Audio Analysis and Features
This section describes the various audio features that can be extracted from an audio recording, including the AudioFeatures
interface, AudioAnalysis
, and the extractAudioAnalysis
function.
AudioAnalysis
The AudioAnalysis
interface represents the detailed analysis of an audio signal, including the extracted audio features.
Interface
/**
* Represents the complete data from the audio analysis.
*/
export interface AudioAnalysis {
pointsPerSecond: number // How many consolidated value per second
durationMs: number // Duration of the audio in milliseconds
bitDepth: number // Bit depth of the audio
samples: number // Size of the audio in bytes
numberOfChannels: number // Number of audio channels
sampleRate: number // Sample rate of the audio
dataPoints: DataPoint[] // Array of data points from the analysis.
amplitudeRange: {
min: number
max: number
}
// TODO: speaker detection
speakerChanges?: {
timestamp: number // Timestamp of the speaker change in milliseconds.

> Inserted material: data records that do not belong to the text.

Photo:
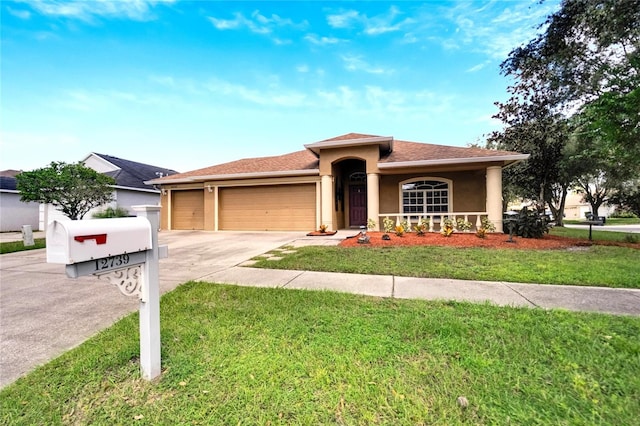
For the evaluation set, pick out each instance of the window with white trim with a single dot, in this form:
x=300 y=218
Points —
x=425 y=197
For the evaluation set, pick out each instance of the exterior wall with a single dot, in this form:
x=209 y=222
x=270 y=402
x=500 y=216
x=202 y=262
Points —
x=125 y=198
x=16 y=213
x=468 y=190
x=211 y=197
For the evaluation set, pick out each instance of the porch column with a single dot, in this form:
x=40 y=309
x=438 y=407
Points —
x=327 y=201
x=373 y=198
x=494 y=196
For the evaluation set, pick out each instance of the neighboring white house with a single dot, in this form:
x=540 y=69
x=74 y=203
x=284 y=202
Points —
x=576 y=209
x=13 y=212
x=129 y=190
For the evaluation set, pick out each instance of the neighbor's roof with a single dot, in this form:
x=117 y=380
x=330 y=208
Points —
x=402 y=154
x=132 y=174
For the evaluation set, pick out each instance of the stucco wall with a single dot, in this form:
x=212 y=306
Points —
x=15 y=213
x=468 y=190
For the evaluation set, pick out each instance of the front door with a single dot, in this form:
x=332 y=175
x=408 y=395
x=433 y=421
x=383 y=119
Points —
x=357 y=205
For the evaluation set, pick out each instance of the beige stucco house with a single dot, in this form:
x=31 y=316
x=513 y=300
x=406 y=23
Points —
x=339 y=182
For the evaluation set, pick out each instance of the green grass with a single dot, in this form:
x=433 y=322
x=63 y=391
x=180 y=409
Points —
x=610 y=221
x=596 y=234
x=235 y=355
x=589 y=266
x=14 y=246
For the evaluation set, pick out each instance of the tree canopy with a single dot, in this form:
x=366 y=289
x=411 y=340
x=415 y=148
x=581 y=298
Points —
x=575 y=102
x=73 y=188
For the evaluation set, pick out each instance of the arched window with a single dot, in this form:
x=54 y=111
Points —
x=425 y=196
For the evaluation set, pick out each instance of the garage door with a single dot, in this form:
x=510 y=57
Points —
x=187 y=209
x=268 y=208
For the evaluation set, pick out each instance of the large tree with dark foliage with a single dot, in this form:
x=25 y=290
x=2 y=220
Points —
x=575 y=100
x=72 y=188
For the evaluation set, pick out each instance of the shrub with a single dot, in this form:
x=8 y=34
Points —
x=447 y=227
x=388 y=224
x=463 y=225
x=110 y=212
x=529 y=224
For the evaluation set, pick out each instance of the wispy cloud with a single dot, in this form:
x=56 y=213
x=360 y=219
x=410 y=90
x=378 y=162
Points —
x=321 y=41
x=138 y=10
x=19 y=13
x=356 y=63
x=256 y=23
x=376 y=25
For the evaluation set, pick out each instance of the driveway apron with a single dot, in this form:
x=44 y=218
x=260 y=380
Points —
x=43 y=313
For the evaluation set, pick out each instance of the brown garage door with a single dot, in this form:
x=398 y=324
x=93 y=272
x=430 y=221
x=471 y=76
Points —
x=268 y=208
x=187 y=209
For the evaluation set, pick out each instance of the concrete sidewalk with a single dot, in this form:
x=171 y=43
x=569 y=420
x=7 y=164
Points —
x=574 y=298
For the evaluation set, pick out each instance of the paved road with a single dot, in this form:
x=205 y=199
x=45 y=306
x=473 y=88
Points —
x=43 y=313
x=633 y=229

speaker: number // Speaker identifier.
}[]
}
AudioFeatures
The AudioFeatures
interface represents various audio features that can be extracted from an audio signal.
Interface
export interface AudioFeatures {
energy: number // The infinite integral of the squared signal, representing the overall energy of the audio.
mfcc: number[] // Mel-frequency cepstral coefficients, describing the short-term power spectrum of a sound.

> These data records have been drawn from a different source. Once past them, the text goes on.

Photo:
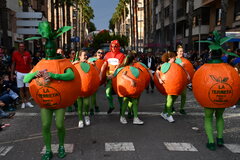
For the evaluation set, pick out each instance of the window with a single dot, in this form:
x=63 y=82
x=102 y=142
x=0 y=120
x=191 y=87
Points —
x=166 y=12
x=218 y=16
x=237 y=11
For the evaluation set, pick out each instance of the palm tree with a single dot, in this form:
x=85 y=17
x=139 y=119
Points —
x=86 y=14
x=4 y=23
x=224 y=6
x=52 y=14
x=162 y=38
x=190 y=23
x=171 y=28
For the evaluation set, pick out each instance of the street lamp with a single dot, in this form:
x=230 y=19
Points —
x=199 y=37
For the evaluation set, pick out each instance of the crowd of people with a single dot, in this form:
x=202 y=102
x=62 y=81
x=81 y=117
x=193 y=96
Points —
x=14 y=66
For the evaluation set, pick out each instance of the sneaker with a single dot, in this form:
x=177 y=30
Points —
x=182 y=111
x=47 y=156
x=97 y=109
x=87 y=120
x=91 y=112
x=23 y=105
x=164 y=115
x=220 y=142
x=61 y=152
x=29 y=104
x=233 y=107
x=211 y=146
x=170 y=119
x=110 y=110
x=80 y=124
x=136 y=120
x=123 y=120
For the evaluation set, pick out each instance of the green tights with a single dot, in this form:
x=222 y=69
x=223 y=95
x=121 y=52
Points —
x=183 y=98
x=109 y=91
x=46 y=116
x=83 y=103
x=134 y=103
x=169 y=103
x=208 y=122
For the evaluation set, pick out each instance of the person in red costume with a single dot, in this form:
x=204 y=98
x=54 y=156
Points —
x=113 y=59
x=21 y=65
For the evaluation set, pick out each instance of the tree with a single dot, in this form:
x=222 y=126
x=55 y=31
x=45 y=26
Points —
x=162 y=38
x=224 y=6
x=91 y=27
x=190 y=23
x=52 y=14
x=4 y=23
x=171 y=25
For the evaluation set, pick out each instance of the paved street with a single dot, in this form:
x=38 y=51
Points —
x=107 y=139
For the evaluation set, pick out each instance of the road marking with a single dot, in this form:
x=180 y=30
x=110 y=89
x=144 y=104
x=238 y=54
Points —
x=235 y=148
x=180 y=147
x=68 y=148
x=4 y=150
x=124 y=146
x=226 y=115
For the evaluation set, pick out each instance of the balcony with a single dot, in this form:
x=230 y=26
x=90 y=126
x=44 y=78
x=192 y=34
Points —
x=195 y=30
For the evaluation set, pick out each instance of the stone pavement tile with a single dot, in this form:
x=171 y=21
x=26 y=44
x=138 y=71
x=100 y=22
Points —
x=235 y=148
x=180 y=147
x=124 y=146
x=68 y=148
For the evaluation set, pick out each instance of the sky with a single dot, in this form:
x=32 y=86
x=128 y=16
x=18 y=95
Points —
x=103 y=10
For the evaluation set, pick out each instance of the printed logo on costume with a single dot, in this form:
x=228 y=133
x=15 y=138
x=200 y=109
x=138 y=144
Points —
x=48 y=96
x=221 y=92
x=113 y=61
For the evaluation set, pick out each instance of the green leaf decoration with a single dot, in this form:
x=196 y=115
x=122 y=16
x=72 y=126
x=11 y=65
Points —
x=117 y=71
x=206 y=41
x=32 y=38
x=143 y=65
x=178 y=61
x=85 y=67
x=229 y=53
x=214 y=78
x=225 y=79
x=92 y=59
x=224 y=40
x=217 y=36
x=61 y=30
x=165 y=67
x=76 y=58
x=44 y=29
x=135 y=72
x=214 y=47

rms: number // Root mean square value, indicating the amplitude of the audio signal.
minAmplitude: number // Minimum amplitude value in the audio signal.
maxAmplitude: number // Maximum amplitude value in the audio signal.
zcr: number // Zero-crossing rate, indicating the rate at which the signal changes sign.
spectralCentroid: number // The center of mass of the spectrum, indicating the brightness of the sound.
spectralFlatness: number // Measure of the flatness of the spectrum, indicating how noise-like the signal is.
spectralRolloff: number // The frequency below which a specified percentage (usually 85%) of the total spectral energy lies.
spectralBandwidth: number // The width of the spectrum, indicating the range of frequencies present.
chromagram: number[] // Chromagram, representing the 12 different pitch classes of the audio.
tempo: number // Estimated tempo of the audio signal, measured in beats per minute (BPM).
hnr: number // Harmonics-to-noise ratio, indicating the proportion of harmonics to noise in the audio signal.
}
DataPoint
The DataPoint
interface represents individual data points extracted from an audio signal during analysis.
Interface
/**
* Represents a single data point in the audio analysis.
*/
export interface DataPoint {
id: number
amplitude: number
activeSpeech?: boolean
dB?: number
silent?: boolean
features?: AudioFeatures
startTime?: number
endTime?: number
// start / end position in bytes
startPosition?: number
endPosition?: number
// number of audio samples for this point (samples size depends on bit depth)
samples?: number
// TODO: speaker detection
speaker?: number
}